One of the 45 tunnels on the new railway line.
The newly built Sairang station near Aizawl in Mizoram.
When Prime Minister Narendra Modi inaugurates the ₹8,071 crore, 51.38-kilometre railway line linking Bairabi station to the newly built Sairang station — located about 20 km from Mizoram’s capital Aizawl — it will mark a major milestone for the Northeast Frontier Railway (NFR). It also signals the Indian government’s broader plan to extend railway connectivity all the way to the Myanmar border.
The ultimate aim is to connect the Northeast States with Kolkata Port via the Bay of Bengal, using the Sittwe Port in Myanmar, built by India, for both strategic and economic reasons. This would also help reduce the transport burden on the Siliguri corridor. While the new railway line to Aizawl is part of the Centre’s Capital Connectivity Project, a final survey is underway for a proposed 223-kilometre extension from Sairang — currently the last stop on the Indian Railways network — to Hbichhuah, near the Myanmar border.
Railway officials said the survey involves a complex LiDAR mapping exercise conducted via helicopters over dense forests and mountainous terrain.

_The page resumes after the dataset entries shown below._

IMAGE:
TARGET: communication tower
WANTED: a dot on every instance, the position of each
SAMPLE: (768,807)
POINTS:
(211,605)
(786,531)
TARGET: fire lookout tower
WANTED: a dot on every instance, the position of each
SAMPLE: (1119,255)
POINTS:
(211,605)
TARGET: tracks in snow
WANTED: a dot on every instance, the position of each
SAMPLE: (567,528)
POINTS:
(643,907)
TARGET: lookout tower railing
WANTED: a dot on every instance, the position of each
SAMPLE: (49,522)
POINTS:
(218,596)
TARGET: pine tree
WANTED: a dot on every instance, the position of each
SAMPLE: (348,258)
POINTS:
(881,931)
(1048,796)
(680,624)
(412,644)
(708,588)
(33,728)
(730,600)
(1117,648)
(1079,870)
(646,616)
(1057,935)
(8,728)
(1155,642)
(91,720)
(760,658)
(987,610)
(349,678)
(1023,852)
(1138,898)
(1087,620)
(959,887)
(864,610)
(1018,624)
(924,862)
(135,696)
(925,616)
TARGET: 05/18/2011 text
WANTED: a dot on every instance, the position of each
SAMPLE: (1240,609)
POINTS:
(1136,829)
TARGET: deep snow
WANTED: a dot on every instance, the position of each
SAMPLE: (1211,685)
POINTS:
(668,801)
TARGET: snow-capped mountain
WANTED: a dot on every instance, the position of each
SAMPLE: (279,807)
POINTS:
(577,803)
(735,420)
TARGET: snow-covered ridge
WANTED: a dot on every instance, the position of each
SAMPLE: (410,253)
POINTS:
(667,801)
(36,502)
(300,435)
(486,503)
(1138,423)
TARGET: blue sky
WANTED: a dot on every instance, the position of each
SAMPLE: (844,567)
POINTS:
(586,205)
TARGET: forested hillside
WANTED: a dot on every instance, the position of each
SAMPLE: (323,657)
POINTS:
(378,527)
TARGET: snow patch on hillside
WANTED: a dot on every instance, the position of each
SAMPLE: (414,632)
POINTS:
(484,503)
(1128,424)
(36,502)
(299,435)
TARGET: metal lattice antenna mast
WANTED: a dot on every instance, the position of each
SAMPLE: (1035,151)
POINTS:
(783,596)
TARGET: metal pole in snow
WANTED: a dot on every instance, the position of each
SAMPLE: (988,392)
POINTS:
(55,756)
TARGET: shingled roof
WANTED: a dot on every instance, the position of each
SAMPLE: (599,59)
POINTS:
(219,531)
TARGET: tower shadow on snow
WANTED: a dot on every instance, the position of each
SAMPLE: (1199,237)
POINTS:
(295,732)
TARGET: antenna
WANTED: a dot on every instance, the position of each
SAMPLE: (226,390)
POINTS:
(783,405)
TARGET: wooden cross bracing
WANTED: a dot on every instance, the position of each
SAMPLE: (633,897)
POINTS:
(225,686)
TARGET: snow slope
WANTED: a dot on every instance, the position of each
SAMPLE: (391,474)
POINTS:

Once completed, the proposal will be submitted to the Railway Board for approval. The sea route from Kolkata to Sittwe spans approximately 540 kilometres, compared to nearly 2,000 kilometres by road. The plan is to move goods by sea to Sittwe, and then onward by road and river through the Kaladan Multimodal Transit Transport Project — funded by India — to reach Mizoram and other Northeastern States more quickly and sustainably.